With that, Charlie and Ethan - and Jacob, from a safe distance - watched her hastily exit the E.D. with her car keys in hand. All three had learnt it was better not to dispute the decision she deemed fit. Nearly two hours later, all three men bustled around the department, careful not to stray too far from the double-doored entrance, in case Connie surfaced. At last, Iain led the cavalry that returned the queen to her castle. "Connie Beauchamp, 49 years old. She fell one storey when the floorboards collapsed. Her fall was broken by an old mattress below and her neck was cleared at the scene."
"Connie." Jacob sprinted to her side and helped Iain accelerate her into bay 3, at the command of Ethan.

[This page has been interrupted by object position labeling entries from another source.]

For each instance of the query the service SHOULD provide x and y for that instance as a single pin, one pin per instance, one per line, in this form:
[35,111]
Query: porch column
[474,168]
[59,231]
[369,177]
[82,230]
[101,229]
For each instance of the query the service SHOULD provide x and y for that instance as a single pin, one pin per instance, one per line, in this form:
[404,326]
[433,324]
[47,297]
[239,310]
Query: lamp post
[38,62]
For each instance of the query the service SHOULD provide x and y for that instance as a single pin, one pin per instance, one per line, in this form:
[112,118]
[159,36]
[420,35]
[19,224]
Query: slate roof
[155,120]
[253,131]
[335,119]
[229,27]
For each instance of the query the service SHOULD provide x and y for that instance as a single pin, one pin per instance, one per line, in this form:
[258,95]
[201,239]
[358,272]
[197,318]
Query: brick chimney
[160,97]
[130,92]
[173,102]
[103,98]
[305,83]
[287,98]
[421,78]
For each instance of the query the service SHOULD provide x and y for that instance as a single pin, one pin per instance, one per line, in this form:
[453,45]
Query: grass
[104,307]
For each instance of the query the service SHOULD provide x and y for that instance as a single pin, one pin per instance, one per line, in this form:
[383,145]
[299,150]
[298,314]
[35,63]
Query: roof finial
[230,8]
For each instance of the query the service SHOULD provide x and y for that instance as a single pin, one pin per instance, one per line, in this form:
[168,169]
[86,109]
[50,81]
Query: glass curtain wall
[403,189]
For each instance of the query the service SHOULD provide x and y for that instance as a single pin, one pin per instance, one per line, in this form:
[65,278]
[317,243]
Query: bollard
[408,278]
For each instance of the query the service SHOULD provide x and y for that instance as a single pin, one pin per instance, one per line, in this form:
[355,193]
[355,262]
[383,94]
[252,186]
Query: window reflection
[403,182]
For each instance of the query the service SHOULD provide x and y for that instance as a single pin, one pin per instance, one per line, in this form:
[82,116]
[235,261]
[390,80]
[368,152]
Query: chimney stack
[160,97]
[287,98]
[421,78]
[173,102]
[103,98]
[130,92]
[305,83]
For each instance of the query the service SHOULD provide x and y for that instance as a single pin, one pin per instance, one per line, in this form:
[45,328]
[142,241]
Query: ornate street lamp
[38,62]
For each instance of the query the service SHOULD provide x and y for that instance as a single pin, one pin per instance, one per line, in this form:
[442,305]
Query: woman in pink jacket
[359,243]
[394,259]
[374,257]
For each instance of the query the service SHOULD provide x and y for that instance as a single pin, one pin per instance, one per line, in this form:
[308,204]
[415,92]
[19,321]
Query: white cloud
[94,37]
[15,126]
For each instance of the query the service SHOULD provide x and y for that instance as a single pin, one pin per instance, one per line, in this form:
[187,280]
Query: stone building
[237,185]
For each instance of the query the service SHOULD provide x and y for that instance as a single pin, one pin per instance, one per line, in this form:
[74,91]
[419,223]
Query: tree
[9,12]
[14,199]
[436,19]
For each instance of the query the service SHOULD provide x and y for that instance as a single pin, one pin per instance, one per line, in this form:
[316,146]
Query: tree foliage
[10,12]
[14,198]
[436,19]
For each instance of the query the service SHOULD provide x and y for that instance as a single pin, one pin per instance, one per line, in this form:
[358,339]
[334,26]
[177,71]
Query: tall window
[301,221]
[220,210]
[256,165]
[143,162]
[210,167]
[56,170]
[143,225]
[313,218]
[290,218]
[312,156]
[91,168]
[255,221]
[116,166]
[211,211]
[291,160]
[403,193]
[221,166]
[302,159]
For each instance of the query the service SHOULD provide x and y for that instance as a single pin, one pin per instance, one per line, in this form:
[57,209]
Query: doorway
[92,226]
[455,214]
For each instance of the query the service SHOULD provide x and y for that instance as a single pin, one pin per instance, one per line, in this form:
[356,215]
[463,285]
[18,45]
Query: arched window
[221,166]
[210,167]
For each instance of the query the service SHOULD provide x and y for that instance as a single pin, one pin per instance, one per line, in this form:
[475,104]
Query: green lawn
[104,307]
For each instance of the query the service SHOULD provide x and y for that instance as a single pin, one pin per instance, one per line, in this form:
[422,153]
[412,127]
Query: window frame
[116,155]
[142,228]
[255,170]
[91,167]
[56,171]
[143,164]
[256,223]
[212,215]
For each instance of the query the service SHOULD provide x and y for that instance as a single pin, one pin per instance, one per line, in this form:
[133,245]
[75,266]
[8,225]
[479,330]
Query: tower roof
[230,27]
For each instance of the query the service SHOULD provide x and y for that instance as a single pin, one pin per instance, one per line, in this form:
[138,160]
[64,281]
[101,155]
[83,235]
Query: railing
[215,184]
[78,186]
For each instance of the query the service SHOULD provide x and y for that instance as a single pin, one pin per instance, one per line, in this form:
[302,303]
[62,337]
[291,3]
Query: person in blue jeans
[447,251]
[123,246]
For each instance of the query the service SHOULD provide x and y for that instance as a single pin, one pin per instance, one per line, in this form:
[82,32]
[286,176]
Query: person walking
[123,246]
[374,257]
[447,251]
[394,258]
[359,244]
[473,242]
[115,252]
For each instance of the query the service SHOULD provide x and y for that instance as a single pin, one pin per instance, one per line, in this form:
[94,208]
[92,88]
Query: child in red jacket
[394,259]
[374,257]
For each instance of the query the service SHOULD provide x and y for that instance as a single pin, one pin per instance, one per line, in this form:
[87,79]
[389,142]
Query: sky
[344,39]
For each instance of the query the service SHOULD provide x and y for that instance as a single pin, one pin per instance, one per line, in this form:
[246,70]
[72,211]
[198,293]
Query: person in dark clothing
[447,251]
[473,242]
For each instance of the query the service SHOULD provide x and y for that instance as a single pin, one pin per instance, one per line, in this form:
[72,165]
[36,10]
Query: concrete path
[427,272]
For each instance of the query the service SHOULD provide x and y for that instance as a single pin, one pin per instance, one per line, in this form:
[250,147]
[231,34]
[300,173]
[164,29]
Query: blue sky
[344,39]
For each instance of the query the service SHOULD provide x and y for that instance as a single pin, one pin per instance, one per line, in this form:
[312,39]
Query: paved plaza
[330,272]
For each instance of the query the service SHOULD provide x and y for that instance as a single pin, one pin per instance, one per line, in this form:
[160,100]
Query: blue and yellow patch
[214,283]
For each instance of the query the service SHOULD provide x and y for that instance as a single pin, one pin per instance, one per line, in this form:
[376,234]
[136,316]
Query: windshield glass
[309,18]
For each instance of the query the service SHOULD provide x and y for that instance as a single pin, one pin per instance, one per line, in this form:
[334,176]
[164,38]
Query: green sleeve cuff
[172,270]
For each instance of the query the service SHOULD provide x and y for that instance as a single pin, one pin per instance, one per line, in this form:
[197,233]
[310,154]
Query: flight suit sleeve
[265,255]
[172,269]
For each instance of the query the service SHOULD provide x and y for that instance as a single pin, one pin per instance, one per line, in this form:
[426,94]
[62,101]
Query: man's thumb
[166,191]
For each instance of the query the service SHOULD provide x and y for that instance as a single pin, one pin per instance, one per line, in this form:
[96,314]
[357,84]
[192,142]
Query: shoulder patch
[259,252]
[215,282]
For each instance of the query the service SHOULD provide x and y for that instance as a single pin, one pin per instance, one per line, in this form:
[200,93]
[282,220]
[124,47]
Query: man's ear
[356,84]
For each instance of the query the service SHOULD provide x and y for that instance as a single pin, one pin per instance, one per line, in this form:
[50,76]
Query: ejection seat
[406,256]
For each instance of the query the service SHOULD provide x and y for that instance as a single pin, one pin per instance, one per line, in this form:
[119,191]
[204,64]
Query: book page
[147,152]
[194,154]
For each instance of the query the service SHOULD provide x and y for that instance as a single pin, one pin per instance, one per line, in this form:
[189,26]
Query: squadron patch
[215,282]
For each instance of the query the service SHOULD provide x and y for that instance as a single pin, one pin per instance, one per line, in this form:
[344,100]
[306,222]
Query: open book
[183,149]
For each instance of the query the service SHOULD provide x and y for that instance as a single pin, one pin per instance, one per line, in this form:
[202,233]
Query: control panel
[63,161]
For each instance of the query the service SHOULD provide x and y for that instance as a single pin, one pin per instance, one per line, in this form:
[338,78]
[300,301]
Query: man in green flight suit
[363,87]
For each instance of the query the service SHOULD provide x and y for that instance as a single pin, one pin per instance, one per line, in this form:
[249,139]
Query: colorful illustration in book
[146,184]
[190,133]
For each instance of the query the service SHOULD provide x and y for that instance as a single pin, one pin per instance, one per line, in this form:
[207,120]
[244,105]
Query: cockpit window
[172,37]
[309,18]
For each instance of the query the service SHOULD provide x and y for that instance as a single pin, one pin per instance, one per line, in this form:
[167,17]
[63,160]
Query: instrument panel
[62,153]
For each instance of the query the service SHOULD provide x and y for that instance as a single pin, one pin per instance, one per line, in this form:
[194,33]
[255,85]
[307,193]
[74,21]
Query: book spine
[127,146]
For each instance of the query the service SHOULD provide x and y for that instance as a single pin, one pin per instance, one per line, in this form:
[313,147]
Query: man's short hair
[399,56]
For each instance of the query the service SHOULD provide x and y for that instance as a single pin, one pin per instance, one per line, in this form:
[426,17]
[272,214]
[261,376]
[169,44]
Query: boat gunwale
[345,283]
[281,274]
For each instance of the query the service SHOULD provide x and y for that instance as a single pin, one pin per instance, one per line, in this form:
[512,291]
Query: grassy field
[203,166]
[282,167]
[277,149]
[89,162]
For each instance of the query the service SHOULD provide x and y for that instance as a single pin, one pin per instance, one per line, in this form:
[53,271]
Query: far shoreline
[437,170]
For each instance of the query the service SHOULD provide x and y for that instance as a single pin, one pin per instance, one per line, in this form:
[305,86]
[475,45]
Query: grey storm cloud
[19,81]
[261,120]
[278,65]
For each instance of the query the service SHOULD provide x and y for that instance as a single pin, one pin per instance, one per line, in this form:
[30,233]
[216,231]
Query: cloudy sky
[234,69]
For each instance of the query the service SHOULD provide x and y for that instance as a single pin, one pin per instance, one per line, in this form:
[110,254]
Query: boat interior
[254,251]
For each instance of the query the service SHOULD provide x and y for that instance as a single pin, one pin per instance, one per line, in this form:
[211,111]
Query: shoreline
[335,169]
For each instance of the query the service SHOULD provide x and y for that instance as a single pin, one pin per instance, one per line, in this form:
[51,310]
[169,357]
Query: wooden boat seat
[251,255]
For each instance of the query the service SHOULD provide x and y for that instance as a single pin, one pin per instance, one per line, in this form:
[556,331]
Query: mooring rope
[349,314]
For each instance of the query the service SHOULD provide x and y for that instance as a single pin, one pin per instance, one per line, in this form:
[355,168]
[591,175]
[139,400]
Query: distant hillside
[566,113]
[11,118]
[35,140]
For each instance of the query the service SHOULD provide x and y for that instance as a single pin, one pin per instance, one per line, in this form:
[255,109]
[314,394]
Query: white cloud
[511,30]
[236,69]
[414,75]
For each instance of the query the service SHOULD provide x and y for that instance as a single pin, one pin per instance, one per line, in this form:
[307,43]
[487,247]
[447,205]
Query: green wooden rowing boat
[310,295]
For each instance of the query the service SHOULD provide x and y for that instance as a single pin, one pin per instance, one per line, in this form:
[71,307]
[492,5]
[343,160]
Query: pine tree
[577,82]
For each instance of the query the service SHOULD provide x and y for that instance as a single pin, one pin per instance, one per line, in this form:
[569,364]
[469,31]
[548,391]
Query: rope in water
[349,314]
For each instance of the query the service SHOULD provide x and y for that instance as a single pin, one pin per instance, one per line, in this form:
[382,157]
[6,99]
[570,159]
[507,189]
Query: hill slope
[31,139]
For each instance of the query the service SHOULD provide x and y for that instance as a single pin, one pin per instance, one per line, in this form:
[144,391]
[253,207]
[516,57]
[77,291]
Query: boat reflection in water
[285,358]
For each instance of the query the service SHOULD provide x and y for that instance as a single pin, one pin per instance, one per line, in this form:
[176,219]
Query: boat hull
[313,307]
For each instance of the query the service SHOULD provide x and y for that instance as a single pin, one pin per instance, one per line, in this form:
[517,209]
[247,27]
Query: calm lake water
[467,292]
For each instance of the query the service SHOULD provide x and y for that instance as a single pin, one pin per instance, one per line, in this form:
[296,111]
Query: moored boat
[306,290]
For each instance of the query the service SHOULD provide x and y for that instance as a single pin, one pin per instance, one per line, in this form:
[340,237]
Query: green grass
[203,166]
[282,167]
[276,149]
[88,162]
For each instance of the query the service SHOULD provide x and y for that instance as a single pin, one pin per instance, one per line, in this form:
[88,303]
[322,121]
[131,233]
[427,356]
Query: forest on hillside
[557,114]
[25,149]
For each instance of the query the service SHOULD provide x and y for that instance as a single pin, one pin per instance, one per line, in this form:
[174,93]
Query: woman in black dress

"GCS 13, she's hypotensive and tachycardic -" Iain reeled off the relevant statistics for the trauma team, who had waited on standby for the arrival of a second ambulance. The nine-month old child and mother Connie had rescued were already swarmed by their own team. Charlie, Ethan and Jacob followed Iain's countdown to move her onto a bed. "She also appears to be in her second trimester; estimated twenty weeks." That detail was the one to monopolise the attention of the team most.
"Twenty three." Connie removed her nasal mask, and breathlessly corrected him. "Twenty three weeks." She forced Charlie to look her dead in the eye and spoke as plainly as if he had known about the baby's existence from the start. "Get me an ultrasound, Charlie."
"She needs a CT scan," Elle advised, not fully focused on her own patient.
"No," Connie barked, typically oppositional of whatever input her competitor offered. "This baby comes first." She raised her voice to ensure Charlie listened to her above Elle, who questioned the likelihood of trauma to the head, due to the fall. "There's some tension in my lower abdomen but no cramps. It could be Braxton Hicks, it could be pre-term labour; I need that ultrasound."
In his experience, the former option was unlikely at such an early point but preferable to the latter option, which threatened the life of her unborn child. His experience also informed him that a distressed mother resulted in a distressed baby and Charlie nodded his head at Ethan, to confirm that he supported Connie. "Let's perform an ultrasound down here and then upstairs for that CT scan."